Interesting, so quite a dramatic loss of performance for now.

Ralith commented 1 year ago

Much faster than the go stack on localhost, though.

How much latency is there between the two VMs, and what was the instantaneous throughput like at the end of the test? The discrepancy between localhost and "real world" is interesting, and hints at significant room for improvement in our congestion controller, which is known to have a few significant TODOs still (e.g. HyStart for Cubic). Which congestion controller did you use? Did you try the experimental BBR impl?

burdges commented 1 year ago

I've heard claims the congestion controller winds up being some application specific black magic that Google never explains, but maybe you guys understand better the underlying concerns there?

Ralith commented 1 year ago

I'm not sure what you mean. Quinn implements three different congestion controllers (New Reno, Cubic, and BBRv1), all of which are fairly well documented in the literature.

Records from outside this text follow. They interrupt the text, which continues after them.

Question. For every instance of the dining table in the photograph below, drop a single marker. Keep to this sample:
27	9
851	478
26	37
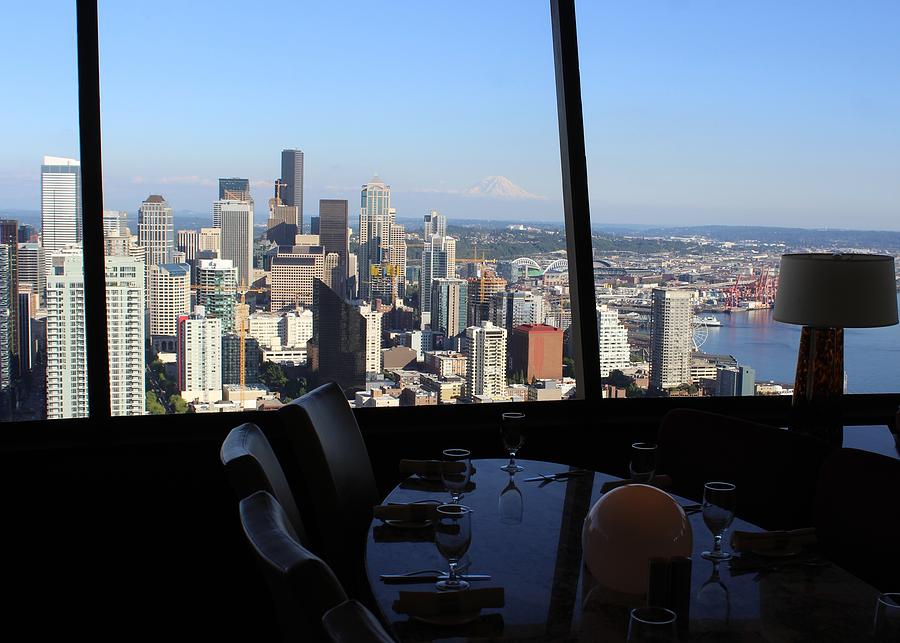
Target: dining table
527	538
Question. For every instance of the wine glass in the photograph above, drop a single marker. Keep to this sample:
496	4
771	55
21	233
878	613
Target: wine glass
643	462
651	624
512	431
456	469
453	535
718	511
510	505
887	617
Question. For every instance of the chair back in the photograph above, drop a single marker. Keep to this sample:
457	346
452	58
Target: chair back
303	587
337	475
775	470
857	515
251	466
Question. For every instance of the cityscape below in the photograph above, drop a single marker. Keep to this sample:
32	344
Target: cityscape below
233	316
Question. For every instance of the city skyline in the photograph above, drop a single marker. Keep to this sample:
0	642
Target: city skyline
682	123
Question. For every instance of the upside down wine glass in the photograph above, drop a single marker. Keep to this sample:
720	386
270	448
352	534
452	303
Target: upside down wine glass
512	431
718	511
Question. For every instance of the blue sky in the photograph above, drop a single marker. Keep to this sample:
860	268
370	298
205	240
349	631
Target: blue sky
695	111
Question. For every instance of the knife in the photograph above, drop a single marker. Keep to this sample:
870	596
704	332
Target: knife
428	578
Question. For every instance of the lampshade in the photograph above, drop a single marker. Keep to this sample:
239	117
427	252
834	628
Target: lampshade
626	528
836	290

The underlying logic is very similar to that used in the Linux kernel TCP implementation, but there's a few optimizations to Cubic that we haven't implemented yet.

kpp commented 1 year ago

@elenaf9 these are for https://github.com/libp2p/rust-libp2p/pull/2801. I will re-do it for the master branch too.

kpp commented 1 year ago

https://github.com/libp2p/rust-libp2p/pull/3454 is merged

kpp commented 1 year ago

QUIC is added to rust-libp2p: https://github.com/libp2p/rust-libp2p/issues/2883#issuecomment-1705623809

burdges commented 1 year ago

I'd assume the benchmarks remain pretty lackluster?

mxinden commented 1 year ago

I'd assume the benchmarks remain pretty lackluster?

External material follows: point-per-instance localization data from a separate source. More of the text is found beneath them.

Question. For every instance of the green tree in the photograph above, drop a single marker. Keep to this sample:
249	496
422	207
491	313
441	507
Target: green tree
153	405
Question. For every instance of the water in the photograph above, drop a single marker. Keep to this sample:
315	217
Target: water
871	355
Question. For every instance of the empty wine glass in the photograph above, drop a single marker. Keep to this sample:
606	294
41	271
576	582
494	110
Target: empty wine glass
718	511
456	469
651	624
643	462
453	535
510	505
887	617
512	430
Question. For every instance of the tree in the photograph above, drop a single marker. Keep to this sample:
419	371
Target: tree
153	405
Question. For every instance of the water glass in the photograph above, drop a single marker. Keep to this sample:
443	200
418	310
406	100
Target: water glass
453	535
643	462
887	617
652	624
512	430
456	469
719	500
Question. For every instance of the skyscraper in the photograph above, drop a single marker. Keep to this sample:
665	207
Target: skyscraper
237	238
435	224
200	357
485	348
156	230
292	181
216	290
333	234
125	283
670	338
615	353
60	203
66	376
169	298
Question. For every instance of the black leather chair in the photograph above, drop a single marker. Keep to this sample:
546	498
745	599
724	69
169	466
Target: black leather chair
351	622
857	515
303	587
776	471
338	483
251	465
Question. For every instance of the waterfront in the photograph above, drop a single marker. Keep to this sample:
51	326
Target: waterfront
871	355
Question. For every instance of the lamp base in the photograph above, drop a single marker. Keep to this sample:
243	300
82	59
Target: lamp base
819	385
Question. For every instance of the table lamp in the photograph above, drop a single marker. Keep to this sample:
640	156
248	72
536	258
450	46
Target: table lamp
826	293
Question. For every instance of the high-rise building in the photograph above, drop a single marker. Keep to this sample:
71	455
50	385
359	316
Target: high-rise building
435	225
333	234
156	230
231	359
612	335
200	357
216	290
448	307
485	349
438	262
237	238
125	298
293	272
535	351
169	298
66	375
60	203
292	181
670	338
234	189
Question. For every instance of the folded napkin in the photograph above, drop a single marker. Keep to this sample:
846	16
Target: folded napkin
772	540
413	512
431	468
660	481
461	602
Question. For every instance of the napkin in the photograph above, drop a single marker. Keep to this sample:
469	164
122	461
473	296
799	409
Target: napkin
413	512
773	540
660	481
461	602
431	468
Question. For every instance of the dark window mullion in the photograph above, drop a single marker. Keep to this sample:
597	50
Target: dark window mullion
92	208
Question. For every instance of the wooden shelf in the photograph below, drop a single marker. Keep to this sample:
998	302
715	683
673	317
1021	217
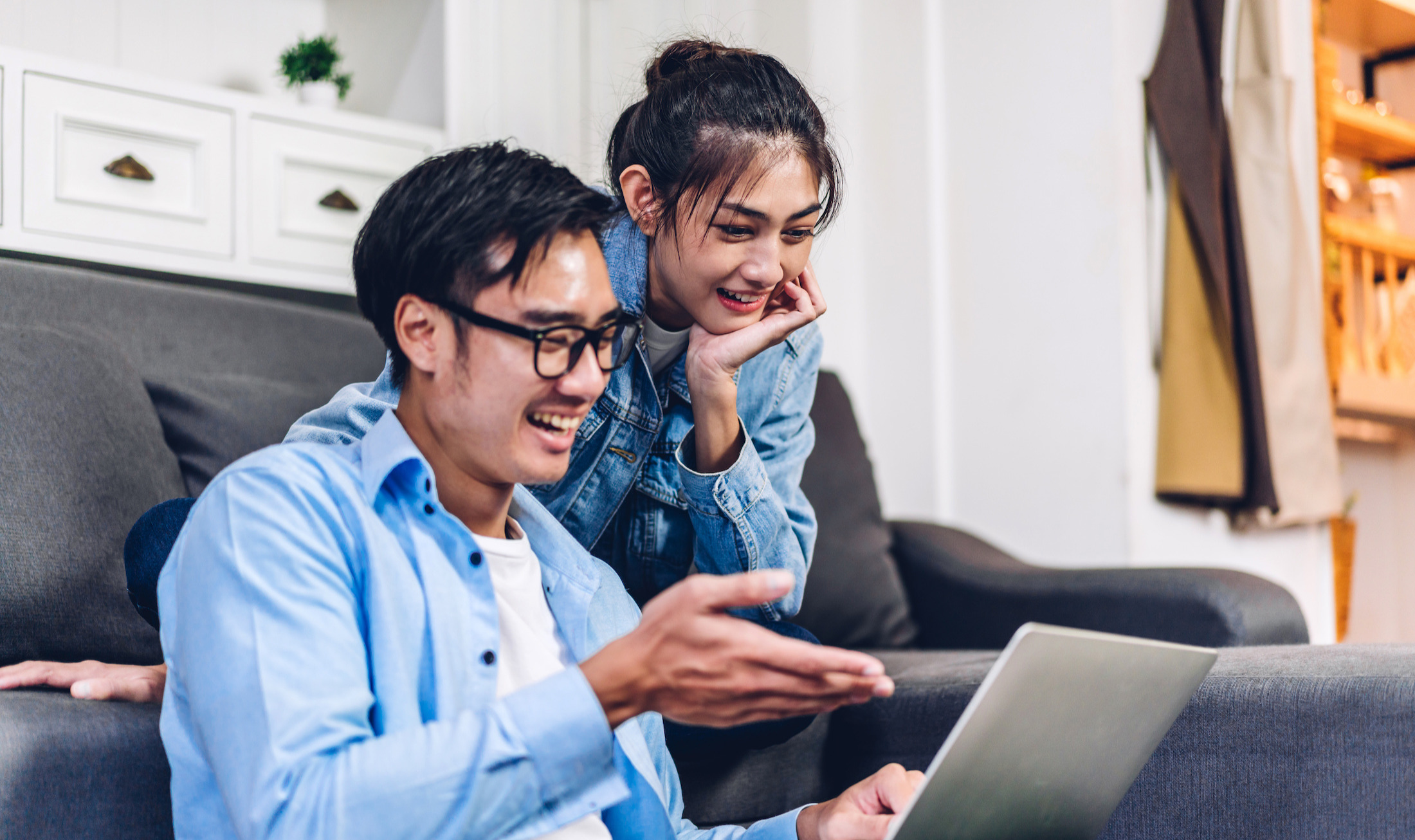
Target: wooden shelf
1371	26
1363	133
1369	237
1370	396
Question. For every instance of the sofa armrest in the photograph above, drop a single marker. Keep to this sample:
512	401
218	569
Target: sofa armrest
81	768
965	593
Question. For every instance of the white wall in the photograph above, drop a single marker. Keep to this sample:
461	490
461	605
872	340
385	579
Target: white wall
227	43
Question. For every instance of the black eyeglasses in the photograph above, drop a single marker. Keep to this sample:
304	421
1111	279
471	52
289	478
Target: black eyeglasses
558	348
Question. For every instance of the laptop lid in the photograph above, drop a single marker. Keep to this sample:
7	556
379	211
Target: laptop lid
1055	736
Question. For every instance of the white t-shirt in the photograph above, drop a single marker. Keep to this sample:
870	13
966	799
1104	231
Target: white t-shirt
662	345
531	645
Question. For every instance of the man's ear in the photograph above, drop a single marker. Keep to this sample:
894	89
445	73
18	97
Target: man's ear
640	198
419	325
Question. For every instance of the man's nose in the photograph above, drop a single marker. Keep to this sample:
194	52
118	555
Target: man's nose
586	379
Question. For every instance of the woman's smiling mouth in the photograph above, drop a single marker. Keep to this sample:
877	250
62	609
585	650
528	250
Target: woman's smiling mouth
740	302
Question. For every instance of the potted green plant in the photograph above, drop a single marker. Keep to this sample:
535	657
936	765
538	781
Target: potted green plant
312	68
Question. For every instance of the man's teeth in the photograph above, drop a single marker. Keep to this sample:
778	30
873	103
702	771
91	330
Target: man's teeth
558	422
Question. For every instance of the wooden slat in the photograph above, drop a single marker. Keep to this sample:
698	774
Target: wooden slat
1360	132
1370	237
1373	396
1371	26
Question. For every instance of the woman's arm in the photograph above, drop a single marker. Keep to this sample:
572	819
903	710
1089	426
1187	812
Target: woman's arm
752	515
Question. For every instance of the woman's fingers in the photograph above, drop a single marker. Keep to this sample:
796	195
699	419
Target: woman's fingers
812	288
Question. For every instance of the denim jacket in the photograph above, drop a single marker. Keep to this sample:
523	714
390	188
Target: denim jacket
632	494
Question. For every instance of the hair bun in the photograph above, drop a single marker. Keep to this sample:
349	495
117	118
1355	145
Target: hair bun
687	55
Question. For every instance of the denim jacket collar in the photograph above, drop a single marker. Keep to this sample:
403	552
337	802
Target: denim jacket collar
626	252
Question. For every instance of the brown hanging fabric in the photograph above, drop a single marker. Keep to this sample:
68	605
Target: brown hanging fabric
1185	101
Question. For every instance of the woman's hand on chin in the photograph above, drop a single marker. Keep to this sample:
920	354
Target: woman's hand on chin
717	358
713	360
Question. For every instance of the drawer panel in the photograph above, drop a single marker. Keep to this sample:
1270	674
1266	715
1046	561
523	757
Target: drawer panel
312	188
126	167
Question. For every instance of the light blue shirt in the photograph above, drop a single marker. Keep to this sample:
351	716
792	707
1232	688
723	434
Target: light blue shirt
331	646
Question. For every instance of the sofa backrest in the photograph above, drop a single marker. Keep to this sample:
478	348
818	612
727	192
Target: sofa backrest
854	596
116	395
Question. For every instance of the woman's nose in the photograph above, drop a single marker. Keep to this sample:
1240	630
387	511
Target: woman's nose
763	266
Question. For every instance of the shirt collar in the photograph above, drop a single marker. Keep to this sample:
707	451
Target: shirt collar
387	447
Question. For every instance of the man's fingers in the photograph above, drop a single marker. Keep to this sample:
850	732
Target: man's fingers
893	788
807	659
713	593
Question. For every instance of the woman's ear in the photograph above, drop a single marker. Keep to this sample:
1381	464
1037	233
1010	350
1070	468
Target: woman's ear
416	324
640	198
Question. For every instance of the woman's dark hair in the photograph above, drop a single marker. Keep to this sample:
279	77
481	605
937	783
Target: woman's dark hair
709	112
436	231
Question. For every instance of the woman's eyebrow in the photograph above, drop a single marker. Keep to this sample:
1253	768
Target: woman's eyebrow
756	214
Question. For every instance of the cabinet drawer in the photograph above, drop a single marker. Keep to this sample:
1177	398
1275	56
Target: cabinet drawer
312	188
118	166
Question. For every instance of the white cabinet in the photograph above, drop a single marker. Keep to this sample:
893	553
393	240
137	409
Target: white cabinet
102	166
126	167
313	187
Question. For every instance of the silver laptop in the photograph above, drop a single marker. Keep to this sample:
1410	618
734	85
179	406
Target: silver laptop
1055	737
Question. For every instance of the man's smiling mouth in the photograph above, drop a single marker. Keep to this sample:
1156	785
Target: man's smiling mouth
555	423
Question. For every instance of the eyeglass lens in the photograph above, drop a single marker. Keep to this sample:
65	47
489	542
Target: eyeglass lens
561	348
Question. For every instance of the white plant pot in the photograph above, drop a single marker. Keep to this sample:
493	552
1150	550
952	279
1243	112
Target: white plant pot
320	94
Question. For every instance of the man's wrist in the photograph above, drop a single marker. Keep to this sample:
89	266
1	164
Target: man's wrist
619	679
808	822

@burdges the latest libp2p-quic offers a ~10x throughput improvement compared to libp2p-tcp on a single connection single stream benchmark.

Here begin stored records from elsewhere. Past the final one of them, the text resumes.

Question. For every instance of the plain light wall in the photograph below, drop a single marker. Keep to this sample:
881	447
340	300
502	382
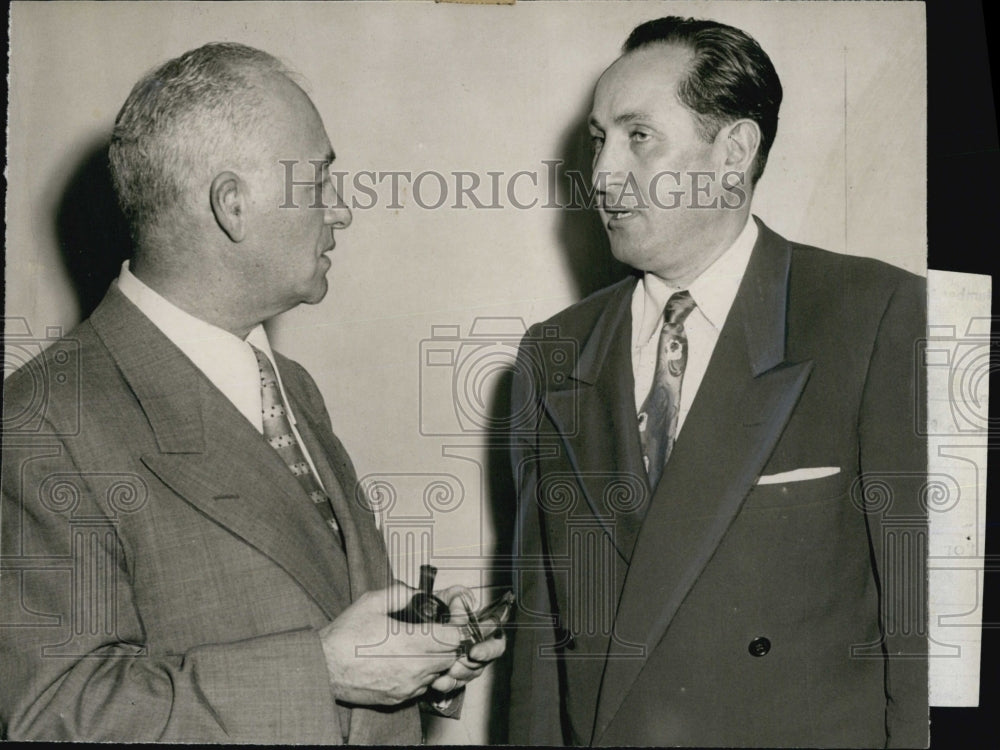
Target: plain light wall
421	86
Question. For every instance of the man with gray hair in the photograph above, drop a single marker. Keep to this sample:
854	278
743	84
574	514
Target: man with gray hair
224	579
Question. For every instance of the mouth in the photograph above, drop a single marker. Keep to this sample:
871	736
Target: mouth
618	215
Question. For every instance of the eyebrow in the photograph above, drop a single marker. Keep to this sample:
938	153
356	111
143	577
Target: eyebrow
623	119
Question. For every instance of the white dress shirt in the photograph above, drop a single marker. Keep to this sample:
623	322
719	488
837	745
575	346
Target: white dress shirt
713	293
226	360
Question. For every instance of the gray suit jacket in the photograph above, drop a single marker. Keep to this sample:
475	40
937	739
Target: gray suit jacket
164	575
721	610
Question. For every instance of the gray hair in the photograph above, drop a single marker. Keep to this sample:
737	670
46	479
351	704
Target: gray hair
180	117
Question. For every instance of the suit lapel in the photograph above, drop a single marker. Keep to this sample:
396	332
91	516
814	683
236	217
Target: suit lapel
599	400
741	408
213	458
367	566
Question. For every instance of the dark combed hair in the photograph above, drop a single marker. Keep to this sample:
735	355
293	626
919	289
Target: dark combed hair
730	78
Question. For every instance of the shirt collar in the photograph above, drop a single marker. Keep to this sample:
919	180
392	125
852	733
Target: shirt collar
714	291
225	359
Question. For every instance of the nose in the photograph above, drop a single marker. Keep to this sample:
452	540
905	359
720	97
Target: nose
338	215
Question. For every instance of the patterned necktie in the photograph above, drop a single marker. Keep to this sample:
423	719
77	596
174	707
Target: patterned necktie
279	435
658	416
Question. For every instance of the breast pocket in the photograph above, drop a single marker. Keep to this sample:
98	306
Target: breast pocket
798	488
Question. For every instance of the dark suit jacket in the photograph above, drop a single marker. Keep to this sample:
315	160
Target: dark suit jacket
164	575
721	610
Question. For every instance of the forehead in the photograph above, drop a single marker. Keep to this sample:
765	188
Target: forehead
644	80
293	123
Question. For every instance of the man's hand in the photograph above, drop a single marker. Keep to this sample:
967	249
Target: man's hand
376	660
470	666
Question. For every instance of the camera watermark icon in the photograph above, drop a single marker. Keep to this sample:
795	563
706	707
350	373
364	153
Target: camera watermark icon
957	367
42	378
460	376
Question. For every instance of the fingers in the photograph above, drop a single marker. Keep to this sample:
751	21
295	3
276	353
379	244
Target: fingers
446	684
488	650
453	596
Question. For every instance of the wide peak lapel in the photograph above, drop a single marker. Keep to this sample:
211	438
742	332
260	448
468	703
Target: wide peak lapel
740	411
361	537
162	378
594	414
242	484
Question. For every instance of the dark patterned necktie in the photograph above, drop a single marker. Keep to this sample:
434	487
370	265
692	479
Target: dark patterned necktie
658	416
279	435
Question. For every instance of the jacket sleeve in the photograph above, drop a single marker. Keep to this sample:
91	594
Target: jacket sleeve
73	664
535	700
893	458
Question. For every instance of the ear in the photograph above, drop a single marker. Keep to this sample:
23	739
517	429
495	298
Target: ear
741	141
228	195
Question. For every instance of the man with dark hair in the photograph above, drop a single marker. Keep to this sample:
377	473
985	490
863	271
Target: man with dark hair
721	537
187	555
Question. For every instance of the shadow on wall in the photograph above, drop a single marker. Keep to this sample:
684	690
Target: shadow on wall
590	265
92	233
582	239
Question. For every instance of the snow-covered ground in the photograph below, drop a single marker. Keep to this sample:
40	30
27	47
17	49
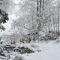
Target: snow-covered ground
43	51
51	52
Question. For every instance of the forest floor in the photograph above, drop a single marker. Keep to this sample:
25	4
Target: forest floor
49	50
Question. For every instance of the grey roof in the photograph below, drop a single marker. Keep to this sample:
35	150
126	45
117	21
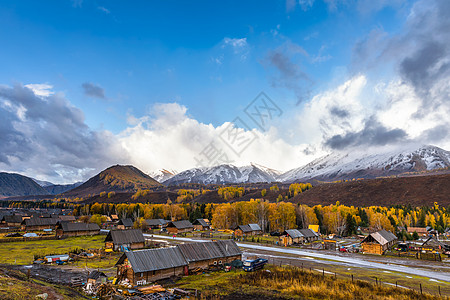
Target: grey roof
249	227
255	227
180	224
126	222
40	221
12	219
154	259
229	248
125	236
307	233
200	251
156	222
67	218
293	233
203	222
71	227
382	237
96	275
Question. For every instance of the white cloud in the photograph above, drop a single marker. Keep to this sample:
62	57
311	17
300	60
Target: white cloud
41	89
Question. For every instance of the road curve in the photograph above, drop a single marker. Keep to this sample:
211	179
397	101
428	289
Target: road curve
351	261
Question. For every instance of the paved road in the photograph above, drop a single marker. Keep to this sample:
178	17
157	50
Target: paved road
350	261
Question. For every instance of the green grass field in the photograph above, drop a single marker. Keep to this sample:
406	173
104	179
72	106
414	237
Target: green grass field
22	252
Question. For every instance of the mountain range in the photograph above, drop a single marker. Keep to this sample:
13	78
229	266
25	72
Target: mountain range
335	166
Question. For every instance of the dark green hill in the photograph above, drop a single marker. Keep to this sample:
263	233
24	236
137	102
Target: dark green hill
12	184
115	179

Validated via https://github.com/libp2p/test-plans/tree/master/perf

Expect more metrics to come. But at this point, I don't see a reason why to be pessimistic about libp2p-quic's performance characteristics.

Ralith commented 1 year ago

I believe they're thinking of the numbers at https://github.com/paritytech/polkadot-sdk/issues/536#issuecomment-1691857046, which suggest overly pessimistic congestion controller behavior when there's significant latency, which tends to not be reflected by loopback tests. The details I asked for in https://github.com/paritytech/polkadot-sdk/issues/536#issuecomment-1691857065 could help drive further investigation.

Of course, those older numbers were also worse than TCP, so maybe they're just obsolete.